You can’t sugarcoat a pile of crap and convince someone it’s candy. The Knicks sucked tonight, and in the end this goes down as a 20-point blowout as the team falls to 0-2 on the season. But another year, this might have wound up a 40-point loss. Who says you can’t try to look on the bright side, even when you’re locked in a pitch black room?


> Barrett was bad, but this sort of thing will happen to the 20-year-old sophomore. Overall, he looks much improved this year. Tonight’s stat line was mostly disgusting (10 points on 2-15 shooting, including 0-6 from three, plus 6 rebounds, 4 assists and 4 turnovers), but he did hit 6 of 8 free throws. Once again, we’re looking at bright sides in the dark.
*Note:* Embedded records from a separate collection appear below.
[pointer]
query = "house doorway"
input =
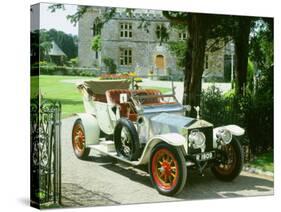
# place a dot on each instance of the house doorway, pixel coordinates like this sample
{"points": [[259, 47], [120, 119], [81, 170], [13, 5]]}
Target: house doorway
{"points": [[159, 62]]}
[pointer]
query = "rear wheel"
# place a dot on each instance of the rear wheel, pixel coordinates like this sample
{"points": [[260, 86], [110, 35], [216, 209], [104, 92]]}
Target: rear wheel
{"points": [[167, 169], [126, 140], [231, 165], [78, 140]]}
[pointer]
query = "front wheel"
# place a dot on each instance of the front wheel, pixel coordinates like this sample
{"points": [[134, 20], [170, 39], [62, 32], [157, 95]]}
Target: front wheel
{"points": [[78, 140], [231, 165], [167, 169]]}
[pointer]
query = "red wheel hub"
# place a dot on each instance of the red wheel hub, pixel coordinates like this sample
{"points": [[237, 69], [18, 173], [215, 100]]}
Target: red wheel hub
{"points": [[78, 138], [165, 169]]}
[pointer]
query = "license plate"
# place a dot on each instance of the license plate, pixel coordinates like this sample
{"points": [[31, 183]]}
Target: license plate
{"points": [[205, 156]]}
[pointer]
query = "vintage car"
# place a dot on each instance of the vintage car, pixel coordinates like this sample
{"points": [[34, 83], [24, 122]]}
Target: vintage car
{"points": [[145, 126]]}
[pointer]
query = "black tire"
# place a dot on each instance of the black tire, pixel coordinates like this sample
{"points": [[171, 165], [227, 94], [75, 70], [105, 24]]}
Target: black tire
{"points": [[78, 140], [128, 144], [163, 180], [233, 165]]}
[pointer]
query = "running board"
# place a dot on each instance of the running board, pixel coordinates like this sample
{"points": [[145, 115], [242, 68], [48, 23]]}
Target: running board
{"points": [[104, 149], [107, 148]]}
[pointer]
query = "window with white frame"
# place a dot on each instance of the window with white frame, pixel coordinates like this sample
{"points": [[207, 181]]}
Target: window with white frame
{"points": [[126, 30], [182, 35], [125, 56]]}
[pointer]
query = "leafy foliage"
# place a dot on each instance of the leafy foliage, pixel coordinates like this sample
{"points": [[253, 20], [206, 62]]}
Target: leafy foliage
{"points": [[179, 49], [66, 42], [96, 43], [110, 65]]}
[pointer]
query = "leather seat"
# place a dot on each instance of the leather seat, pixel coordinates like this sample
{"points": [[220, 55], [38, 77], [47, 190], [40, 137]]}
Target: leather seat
{"points": [[113, 97]]}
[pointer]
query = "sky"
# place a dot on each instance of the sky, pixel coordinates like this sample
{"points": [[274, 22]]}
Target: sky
{"points": [[57, 20]]}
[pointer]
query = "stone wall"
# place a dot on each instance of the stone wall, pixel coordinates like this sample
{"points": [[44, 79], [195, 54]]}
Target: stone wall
{"points": [[145, 47]]}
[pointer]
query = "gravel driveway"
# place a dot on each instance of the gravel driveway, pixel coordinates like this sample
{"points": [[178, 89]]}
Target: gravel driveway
{"points": [[101, 180]]}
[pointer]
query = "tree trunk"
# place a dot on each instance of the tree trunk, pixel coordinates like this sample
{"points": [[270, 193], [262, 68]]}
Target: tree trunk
{"points": [[242, 49], [194, 68]]}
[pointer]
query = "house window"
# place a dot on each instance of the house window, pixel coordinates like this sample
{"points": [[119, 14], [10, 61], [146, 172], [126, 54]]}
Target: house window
{"points": [[159, 31], [96, 27], [206, 62], [125, 56], [182, 35], [126, 30]]}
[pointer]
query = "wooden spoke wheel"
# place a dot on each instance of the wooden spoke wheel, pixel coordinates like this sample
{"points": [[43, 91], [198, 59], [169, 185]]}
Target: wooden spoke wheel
{"points": [[232, 165], [167, 169], [78, 140], [126, 140]]}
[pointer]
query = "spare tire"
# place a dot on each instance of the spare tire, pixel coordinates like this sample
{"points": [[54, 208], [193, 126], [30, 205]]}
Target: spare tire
{"points": [[126, 140]]}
> The only consistent offense came from Randle and Burks, who scored 25 and 22 points, respectively. Randle was mostly the good version of himself, hitting 11 of 15 shots (including 2-2 from deep) and adding 7 rebounds and 3 assists, plus 4 turnovers. Burks is the only player on the team showing a consistent ability to shoot from the outside. He shot 6-13, including 4-6 from beyond the arc.
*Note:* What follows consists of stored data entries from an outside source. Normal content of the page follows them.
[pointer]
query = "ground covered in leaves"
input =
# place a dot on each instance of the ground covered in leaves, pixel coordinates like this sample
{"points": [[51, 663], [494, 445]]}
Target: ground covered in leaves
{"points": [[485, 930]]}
> Besides a little flurry of fouls in quarter two, Robinson played quite well. He finished with 11 points, 9 rebounds and 2 blocks, and was very active down low.

> Let the record show that this Knox dunk happened, even if it didn’t matter at all:

> It was a balanced effort for Philly, led by Joel Embiid (27 points), and followed by Tobias Harris and Seth Curry (17 points each), plus Ben Simmons (15 points, 9 rebounds, 6 assists, 2 blocks).

> Payton and DSJ were both garbage. Honestly, just look up their numbers for yourself if you must.

> Despite getting absolute trash from the point guard position, Frank Ntilikina was kept chained to the bench until finally coming in with two minutes to go in the fourth quarter and the game already decided. So much for the theory that Thibs was giving DSJ all the minutes tonight and Frank all the minutes tomorrow against Milwaukee to keep everyone’s legs fresh or something.

Whatever’s going on with Ntilikina is weird, but at the same time, it’s up to him to show he deserves time on the floor. In two minutes tonight he recorded no stats, and the one shot he took was ugly.

The entire evening was summed up quite concisely by fomalhaut: ‘This game is not fun to watch.’

The Knicks are back in action against the Bucks at home Sunday night at 7:30. That one might be a schedule loss.